Soziale Erhaltungsverordnungen gelten derzeit in 16 Hamburger Quartieren, in denen rund 320.000 Menschen leben. Sie sollen die Zusammensetzung der Wohnbevölkerung schützen und Verdrängung verhindern.
Bauliche Maßnahmen, die den Wohnwert steigern und zu Mieterhöhungen führen können, sind dort genehmigungspflichtig. Verstöße gegen diese Vorgaben können bislang mit maximal 30.000 Euro geahndet werden. Dieser Bußgeldrahmen sei angesichts der Entwicklung auf dem Wohnungsmarkt vielfach nicht mehr ausreichend, um eine abschreckende Wirkung zu entfalten, so die Fraktionen.

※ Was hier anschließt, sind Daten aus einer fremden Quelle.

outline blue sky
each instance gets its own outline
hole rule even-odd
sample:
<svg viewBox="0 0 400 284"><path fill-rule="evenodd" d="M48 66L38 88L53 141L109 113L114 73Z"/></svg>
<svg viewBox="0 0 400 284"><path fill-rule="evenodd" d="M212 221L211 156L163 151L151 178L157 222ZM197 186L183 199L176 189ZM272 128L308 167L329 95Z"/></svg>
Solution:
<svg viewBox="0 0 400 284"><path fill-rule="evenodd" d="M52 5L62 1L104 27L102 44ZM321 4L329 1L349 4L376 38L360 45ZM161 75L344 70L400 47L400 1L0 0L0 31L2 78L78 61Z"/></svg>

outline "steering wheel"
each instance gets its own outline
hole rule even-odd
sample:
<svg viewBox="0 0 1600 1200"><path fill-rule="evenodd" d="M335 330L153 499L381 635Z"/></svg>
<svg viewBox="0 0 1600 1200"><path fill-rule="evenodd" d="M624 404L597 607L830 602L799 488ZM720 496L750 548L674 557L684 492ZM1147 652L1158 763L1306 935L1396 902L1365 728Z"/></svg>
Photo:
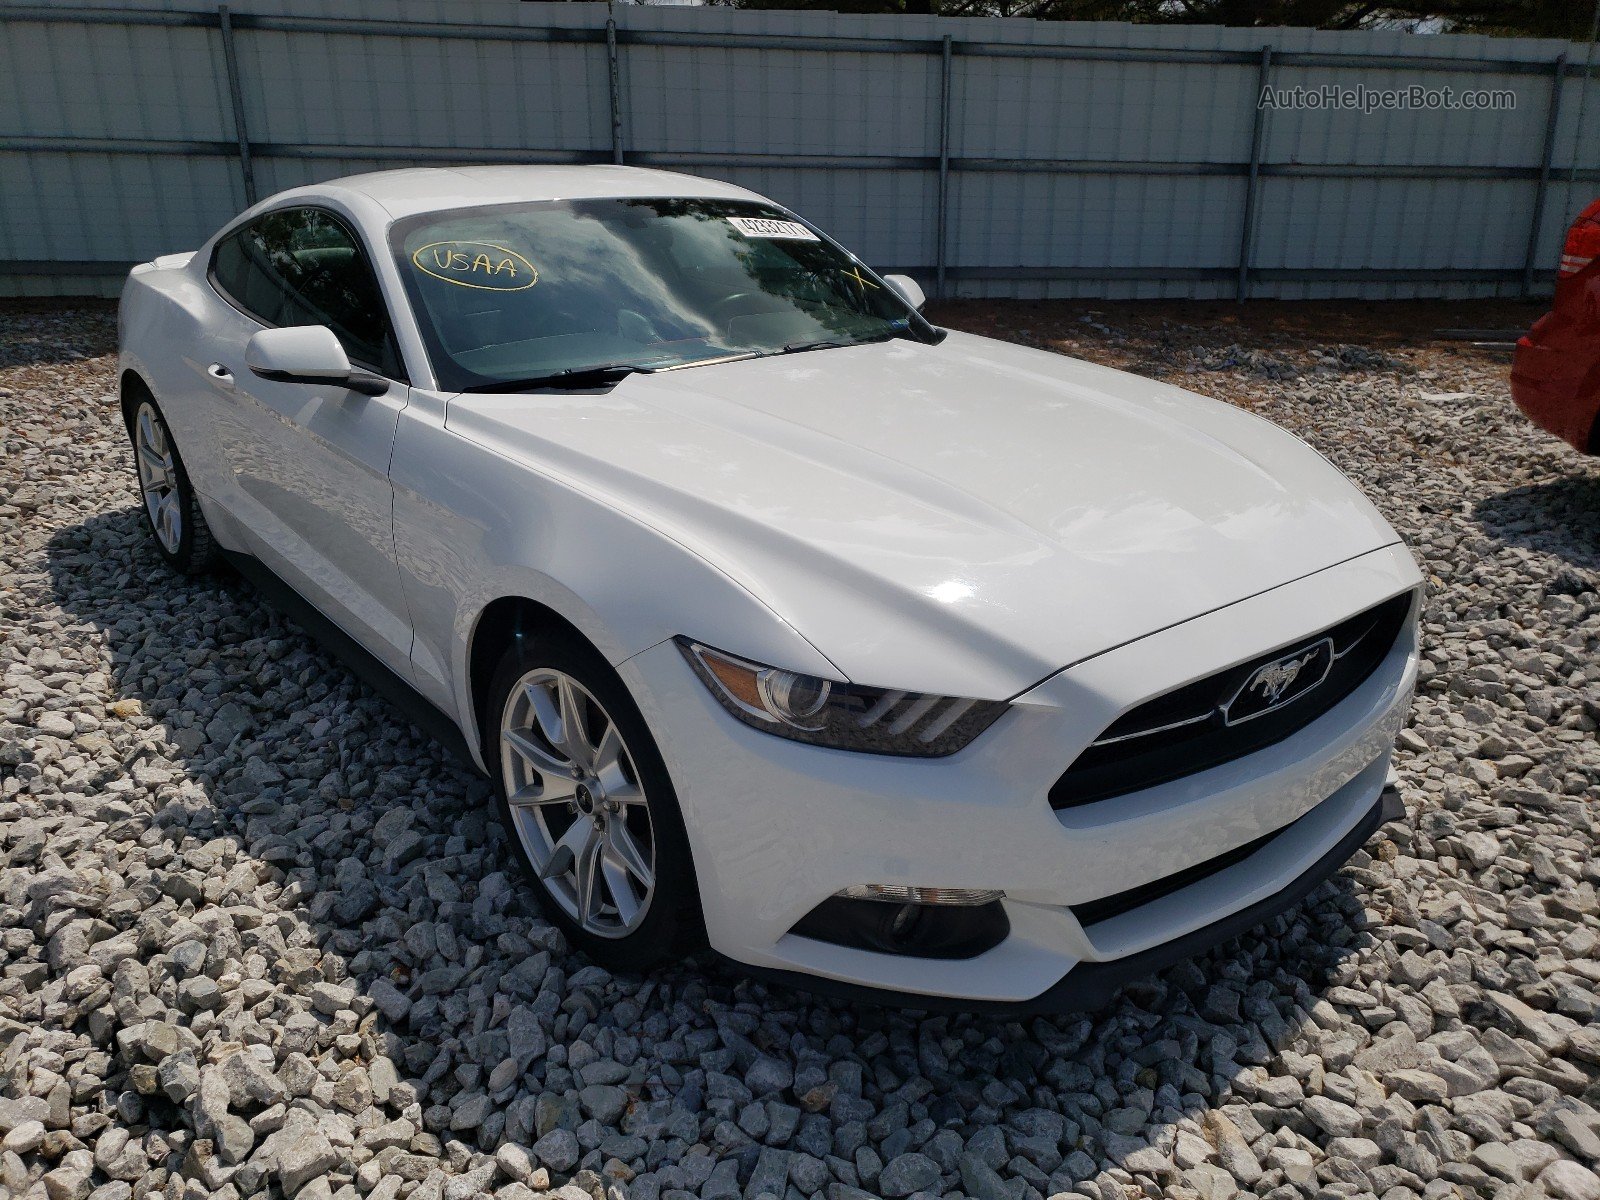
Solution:
<svg viewBox="0 0 1600 1200"><path fill-rule="evenodd" d="M796 282L792 295L802 304L828 304L837 301L840 289L833 287L820 272L807 271Z"/></svg>
<svg viewBox="0 0 1600 1200"><path fill-rule="evenodd" d="M734 292L732 295L724 296L721 300L717 300L712 303L711 315L720 317L722 316L723 309L729 308L732 305L738 304L744 300L754 300L760 295L760 292Z"/></svg>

Die stadtentwicklungspolitische Sprecherin der SPD-Fraktion, Martina Koeppen, erklärte, wer bewusst gegen die Regeln des Milieuschutzes verstoße, dürfe daraus keinen wirtschaftlichen Vorteil ziehen. Der Sprecher für Bauen, Mieten und Wohnen der Grünen Fraktion, Leon Alam, betonte, Hamburg brauche eine Wohnungswirtschaft, die soziale Verantwortung übernehme und sich an gemeinsame Regeln halte. Der Senat soll sich nun auf Bundesebene für eine Anhebung der Bußgeldhöhen oder alternativ für eine Länderöffnungsklausel einsetzen.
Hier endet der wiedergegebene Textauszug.